Nach dem Tod von Srulik,
den sie als junges Mädchen heiratet und mit dem sie einen Sohn hat,
wird Lea Maniküre im Friseursalon von Sajtschik. Auch Sajtschik kommt
von "dort" und lebt mit Mordechai in einer versteckten homosexuellen
Beziehung, die Lea aber nicht wahrhaben will. Sie liebt Sajtschik all
die langen Jahre, die sie bei ihm arbeitet, und als auch er stirbt,
erinnert sich Lea in einer langen Zeit der Trauer an "Menschen, an die
sich niemand erinnern wird" (Widmung der Autorin).
Schon in ihrem ersten Buch, "Warum bist du nicht vor dem Krieg
gekommen?", ist es Lizzie Doron gelungen, das Unaussprechliche in eine
eigene Sprache zu fassen, das Schweigen hörbar zu machen und den
Überlebenden der Shoah eine ganz eigene Würde zu geben.
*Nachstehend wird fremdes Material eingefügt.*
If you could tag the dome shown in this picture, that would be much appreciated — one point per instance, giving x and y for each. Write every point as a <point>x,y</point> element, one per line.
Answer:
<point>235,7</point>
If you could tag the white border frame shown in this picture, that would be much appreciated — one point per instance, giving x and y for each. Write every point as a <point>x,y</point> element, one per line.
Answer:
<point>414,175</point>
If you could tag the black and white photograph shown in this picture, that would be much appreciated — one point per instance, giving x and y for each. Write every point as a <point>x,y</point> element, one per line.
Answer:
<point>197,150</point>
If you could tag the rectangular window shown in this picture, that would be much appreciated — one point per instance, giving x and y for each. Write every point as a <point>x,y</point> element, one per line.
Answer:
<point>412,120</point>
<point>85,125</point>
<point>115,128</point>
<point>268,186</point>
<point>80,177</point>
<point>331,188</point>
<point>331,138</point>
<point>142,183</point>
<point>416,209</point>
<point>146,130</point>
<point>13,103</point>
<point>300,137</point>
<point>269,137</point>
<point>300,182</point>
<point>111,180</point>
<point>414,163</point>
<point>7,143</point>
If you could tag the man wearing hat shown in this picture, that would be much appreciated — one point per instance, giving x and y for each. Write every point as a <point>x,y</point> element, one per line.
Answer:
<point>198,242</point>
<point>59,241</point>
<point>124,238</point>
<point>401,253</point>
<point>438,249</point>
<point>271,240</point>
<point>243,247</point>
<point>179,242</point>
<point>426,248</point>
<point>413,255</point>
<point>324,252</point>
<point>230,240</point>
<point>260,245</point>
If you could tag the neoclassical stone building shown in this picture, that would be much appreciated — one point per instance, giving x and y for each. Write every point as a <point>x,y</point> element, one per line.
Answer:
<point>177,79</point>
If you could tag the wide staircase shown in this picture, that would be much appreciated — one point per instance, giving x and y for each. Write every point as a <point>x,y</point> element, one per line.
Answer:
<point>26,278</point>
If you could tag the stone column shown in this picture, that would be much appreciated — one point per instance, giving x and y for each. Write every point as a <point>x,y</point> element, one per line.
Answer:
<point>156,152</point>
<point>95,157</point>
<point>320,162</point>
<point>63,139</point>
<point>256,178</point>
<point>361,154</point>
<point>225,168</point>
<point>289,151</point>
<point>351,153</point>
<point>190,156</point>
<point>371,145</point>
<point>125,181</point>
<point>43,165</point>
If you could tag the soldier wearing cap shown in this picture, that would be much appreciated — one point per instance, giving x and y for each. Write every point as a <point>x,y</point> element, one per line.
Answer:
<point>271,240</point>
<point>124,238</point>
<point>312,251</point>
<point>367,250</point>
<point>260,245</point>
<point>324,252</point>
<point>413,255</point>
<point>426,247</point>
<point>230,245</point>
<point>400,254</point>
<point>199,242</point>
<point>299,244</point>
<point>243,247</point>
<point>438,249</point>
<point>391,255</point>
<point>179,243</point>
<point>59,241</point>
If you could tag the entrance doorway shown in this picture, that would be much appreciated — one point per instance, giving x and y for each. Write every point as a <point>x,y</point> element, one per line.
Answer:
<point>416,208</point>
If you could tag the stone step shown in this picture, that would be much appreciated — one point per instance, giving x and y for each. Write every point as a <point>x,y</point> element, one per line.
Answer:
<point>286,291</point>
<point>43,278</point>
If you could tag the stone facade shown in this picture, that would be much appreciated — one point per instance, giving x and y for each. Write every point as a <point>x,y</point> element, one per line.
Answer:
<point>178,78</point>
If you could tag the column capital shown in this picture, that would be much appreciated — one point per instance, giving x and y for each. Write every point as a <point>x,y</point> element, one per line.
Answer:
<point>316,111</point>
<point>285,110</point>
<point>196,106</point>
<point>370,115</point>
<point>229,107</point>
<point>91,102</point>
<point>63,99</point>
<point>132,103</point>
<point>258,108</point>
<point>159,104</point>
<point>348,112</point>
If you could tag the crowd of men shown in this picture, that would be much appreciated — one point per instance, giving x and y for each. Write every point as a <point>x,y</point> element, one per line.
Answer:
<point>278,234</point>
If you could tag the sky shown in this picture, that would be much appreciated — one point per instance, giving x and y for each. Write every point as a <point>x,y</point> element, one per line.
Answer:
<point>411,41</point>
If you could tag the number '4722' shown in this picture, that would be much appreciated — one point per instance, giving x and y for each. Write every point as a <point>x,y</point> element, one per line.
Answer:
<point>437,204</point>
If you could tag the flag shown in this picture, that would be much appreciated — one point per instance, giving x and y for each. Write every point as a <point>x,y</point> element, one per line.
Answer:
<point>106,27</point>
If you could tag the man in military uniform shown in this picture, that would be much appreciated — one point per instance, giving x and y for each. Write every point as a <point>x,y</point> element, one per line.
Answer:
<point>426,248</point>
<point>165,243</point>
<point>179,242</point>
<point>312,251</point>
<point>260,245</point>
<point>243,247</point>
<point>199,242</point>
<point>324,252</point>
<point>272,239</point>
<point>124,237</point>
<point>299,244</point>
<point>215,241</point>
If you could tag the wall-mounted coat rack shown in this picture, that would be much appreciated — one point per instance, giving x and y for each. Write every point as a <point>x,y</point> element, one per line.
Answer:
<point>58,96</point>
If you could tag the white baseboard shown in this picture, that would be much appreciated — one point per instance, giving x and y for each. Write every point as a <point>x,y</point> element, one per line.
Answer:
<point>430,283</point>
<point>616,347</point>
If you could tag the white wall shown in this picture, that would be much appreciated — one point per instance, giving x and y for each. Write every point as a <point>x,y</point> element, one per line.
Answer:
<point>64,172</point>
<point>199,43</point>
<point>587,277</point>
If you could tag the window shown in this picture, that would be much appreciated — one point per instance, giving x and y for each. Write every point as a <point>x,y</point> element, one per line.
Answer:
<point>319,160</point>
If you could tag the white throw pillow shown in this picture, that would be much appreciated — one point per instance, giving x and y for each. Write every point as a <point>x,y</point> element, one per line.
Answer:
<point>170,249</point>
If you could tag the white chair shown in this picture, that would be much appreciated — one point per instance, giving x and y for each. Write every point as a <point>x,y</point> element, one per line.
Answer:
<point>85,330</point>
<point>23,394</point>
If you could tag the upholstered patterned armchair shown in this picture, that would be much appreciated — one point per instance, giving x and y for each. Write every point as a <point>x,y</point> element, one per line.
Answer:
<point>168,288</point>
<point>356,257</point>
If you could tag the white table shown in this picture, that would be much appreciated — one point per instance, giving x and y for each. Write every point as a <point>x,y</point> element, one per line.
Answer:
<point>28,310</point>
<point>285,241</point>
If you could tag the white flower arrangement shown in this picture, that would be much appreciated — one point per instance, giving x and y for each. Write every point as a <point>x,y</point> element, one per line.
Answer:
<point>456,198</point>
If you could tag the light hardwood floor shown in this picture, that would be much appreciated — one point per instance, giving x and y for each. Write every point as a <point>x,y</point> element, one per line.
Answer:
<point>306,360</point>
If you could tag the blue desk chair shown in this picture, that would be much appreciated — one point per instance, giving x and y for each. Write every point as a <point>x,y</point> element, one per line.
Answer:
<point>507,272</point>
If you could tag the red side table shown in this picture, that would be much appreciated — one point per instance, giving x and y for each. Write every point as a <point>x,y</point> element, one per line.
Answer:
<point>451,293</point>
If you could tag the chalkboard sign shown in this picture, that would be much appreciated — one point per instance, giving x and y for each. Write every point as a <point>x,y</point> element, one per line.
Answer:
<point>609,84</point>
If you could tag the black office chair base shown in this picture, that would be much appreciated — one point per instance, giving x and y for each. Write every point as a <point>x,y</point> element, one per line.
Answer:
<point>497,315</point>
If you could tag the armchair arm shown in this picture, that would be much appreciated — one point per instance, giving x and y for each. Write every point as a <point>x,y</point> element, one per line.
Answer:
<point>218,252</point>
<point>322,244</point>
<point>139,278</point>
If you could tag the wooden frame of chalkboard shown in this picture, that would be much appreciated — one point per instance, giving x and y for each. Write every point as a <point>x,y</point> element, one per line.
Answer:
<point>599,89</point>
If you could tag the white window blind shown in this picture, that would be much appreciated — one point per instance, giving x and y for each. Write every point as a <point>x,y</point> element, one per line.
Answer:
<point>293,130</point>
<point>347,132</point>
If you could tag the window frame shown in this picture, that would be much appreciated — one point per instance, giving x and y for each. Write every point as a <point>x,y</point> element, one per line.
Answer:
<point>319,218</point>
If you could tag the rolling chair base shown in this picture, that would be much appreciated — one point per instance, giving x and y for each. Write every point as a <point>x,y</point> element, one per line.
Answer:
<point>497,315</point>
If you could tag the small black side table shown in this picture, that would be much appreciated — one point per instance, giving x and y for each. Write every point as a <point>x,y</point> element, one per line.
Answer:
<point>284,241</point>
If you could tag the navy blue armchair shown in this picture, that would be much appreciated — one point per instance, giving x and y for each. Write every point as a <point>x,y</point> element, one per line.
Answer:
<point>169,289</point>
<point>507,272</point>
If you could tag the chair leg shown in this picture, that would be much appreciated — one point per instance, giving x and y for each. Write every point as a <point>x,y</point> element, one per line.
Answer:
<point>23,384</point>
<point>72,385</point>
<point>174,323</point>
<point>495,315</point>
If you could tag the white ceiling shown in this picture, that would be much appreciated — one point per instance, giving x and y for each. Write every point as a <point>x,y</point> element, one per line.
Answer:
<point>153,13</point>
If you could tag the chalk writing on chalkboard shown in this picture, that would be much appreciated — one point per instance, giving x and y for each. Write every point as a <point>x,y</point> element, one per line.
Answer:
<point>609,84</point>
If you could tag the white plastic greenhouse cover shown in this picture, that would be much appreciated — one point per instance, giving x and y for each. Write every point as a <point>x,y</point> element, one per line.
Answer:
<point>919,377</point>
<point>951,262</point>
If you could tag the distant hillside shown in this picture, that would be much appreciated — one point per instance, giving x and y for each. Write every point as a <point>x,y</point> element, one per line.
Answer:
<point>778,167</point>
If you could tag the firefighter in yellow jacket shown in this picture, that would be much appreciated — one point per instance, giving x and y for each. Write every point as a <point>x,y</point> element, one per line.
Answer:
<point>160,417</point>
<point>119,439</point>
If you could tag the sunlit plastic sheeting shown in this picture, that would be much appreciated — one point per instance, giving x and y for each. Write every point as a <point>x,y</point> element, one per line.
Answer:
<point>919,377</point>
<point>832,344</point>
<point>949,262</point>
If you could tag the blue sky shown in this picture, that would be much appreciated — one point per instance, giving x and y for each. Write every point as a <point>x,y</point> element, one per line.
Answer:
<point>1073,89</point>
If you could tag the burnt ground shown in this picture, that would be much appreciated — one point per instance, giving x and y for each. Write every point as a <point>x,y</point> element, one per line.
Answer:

In ihrem neuen Buch "Ruhige Zeiten" lässt sie Lea in genau dem selben
Tel Aviver Viertel leben, in dem auch ihre Mutter Helena aus dem ersten
Buch ihr Leben verbracht hat. Die Rabbinerfrau Guta taucht wieder auf,
und auch "Frau Helena" wird in einer kurzen Sequenz erwähnt.
Und Lizzie Doron lässt die Menschen sprechen, erzählen von ihrem Leben
im neuen Land, von ihrem Kampf mit einem Gott, an den sie nicht mehr
glauben können und dessen Rituale sie dennoch befolgen, von ihrem
täglichen Kampf der Entscheidung zwischen Leben und Tod. Sie tut das
mit einer wundervollen Sprache, die von
Mirjam
Pressler, wie auch beim ersten Buch, sehr sensibel ins Deutsche übertragen wurde.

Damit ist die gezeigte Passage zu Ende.